Research Article: Endochondral Ossification Is Accelerated in Cholinesterase-Deficient Mice and in Avian Mesenchymal Micromass Cultures

Date Published: January 24, 2017

Publisher: Public Library of Science

Author(s): Janine Spieker, Thomas Mudersbach, Astrid Vogel-Höpker, Paul G. Layer, Israel Silman.

http://doi.org/10.1371/journal.pone.0170252

Abstract

Most components of the cholinergic system are detected in skeletogenic cell types in vitro, yet the function of this system in skeletogenesis remains unclear. Here, we analyzed endochondral ossification in mutant murine fetuses, in which genes of the rate-limiting cholinergic enzymes acetyl- (AChE), or butyrylcholinesterase (BChE), or both were deleted (called here A-B+, A+B-, A-B-, respectively). In all mutant embryos bone growth and cartilage remodeling into mineralizing bone were accelerated, as revealed by Alcian blue (A-blu) and Alizarin red (A-red) staining. In A+B- and A-B- onset of mineralization was observed before E13.5, about 2 days earlier than in wild type and A-B+ mice. In all mutants between E18.5 to birth A-blu staining disappeared from epiphyses prematurely. Instead, A-blu+ cells were dislocated into diaphyses, most pronounced so in A-B- mutants, indicating additive effects of both missing ChEs in A-B- mutant mice. The remodeling effects were supported by in situ hybridization (ISH) experiments performed on cryosections from A-B- mice, in which Ihh, Runx2, MMP-13, ALP, Col-II and Col-X were considerably decreased, or had disappeared between E18.5 and P0. With a second approach, we applied an improved in vitro micromass model from chicken limb buds that allowed histological distinction between areas of cartilage, apoptosis and mineralization. When treated with the AChE inhibitor BW284c51, or with nicotine, there was decrease in cartilage and accelerated mineralization, suggesting that these effects were mediated through nicotinic receptors (α7-nAChR). We conclude that due to absence of either one or both cholinesterases in KO mice, or inhibition of AChE in chicken micromass cultures, there is increase in cholinergic signalling, which leads to increased chondroblast production and premature mineralization, at the expense of incomplete chondrogenic differentiation. This emphasizes the importance of cholinergic signalling in cartilage and bone formation.

Partial Text

Endochondral ossification in vertebrates, that is formation of long bones, presents an excellent model to analyze cellular and molecular functioning of so-called non-neuronal cholinergic systems (NNCS).
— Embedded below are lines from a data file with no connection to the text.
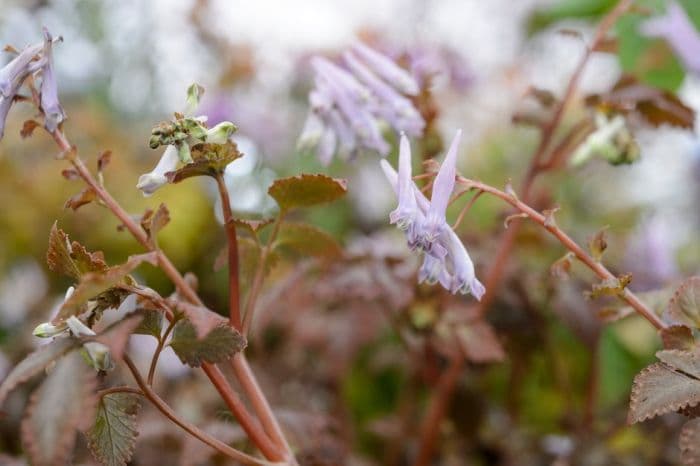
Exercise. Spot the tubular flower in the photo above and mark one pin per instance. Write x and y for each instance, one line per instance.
(446, 260)
(148, 183)
(352, 102)
(53, 111)
(677, 29)
(34, 59)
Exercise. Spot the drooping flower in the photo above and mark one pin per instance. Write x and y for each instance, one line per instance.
(446, 260)
(53, 111)
(149, 182)
(680, 33)
(352, 102)
(12, 77)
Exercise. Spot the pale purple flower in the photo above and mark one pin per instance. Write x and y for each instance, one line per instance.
(680, 33)
(387, 69)
(12, 77)
(17, 70)
(446, 261)
(356, 102)
(53, 111)
(148, 183)
(443, 185)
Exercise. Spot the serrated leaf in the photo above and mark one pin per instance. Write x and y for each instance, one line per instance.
(689, 443)
(684, 307)
(303, 240)
(113, 436)
(35, 363)
(71, 258)
(686, 361)
(60, 406)
(306, 190)
(217, 346)
(208, 160)
(660, 389)
(93, 284)
(252, 226)
(151, 324)
(203, 319)
(677, 337)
The relevance of this for human health and disease has recently gained increasing attention [1]. For example, the neurotransmitter acetylcholine (ACh) itself, or activation of nicotinic and muscarinic receptors have proliferative and anti-apoptotic effects in many cell types [2, 3]. In bony tissues, all components of the cholinergic system are widely expressed, including ACh, the ACh-synthesizing enzyme choline acetyltransferase (ChAT), ACh receptors (AChRs) and ACh-degrading enzymes, acetyl- (AChE) and butyrylcholinesterase (BChE) [4–7]. AChE expression has been identified in the condensing mesenchyme, localized in pre-cartilage cell clusters during chick and rat limb development [8–10], and also in differentiating osteoblasts [11, 12]. Functioning of cholinesterases in developmental processes deserves particular attention, since—due to their high turnover rate—they represent rate-limiting components within classical cholinergic signaling. Indeed, using bead transplantations including cholinergic components into chicken limb buds, skeletogenesis was clearly accelerated by cholinergic stimulation [13]. Moreover, both ChEs have been associated with non-neuronal functions. For example, BChE could have a role in cell proliferation during embryonic development and in cancers [7, 10]. AChE, on the other hand, exerts additional enzymatic and/or structural functions, including those involved in cellular adhesion [14–17]. Further strong support for AChE´s particular role in bone formation is based on the fact that the skeletogenic master regulator Runx2 binds to the AChE promoter [18].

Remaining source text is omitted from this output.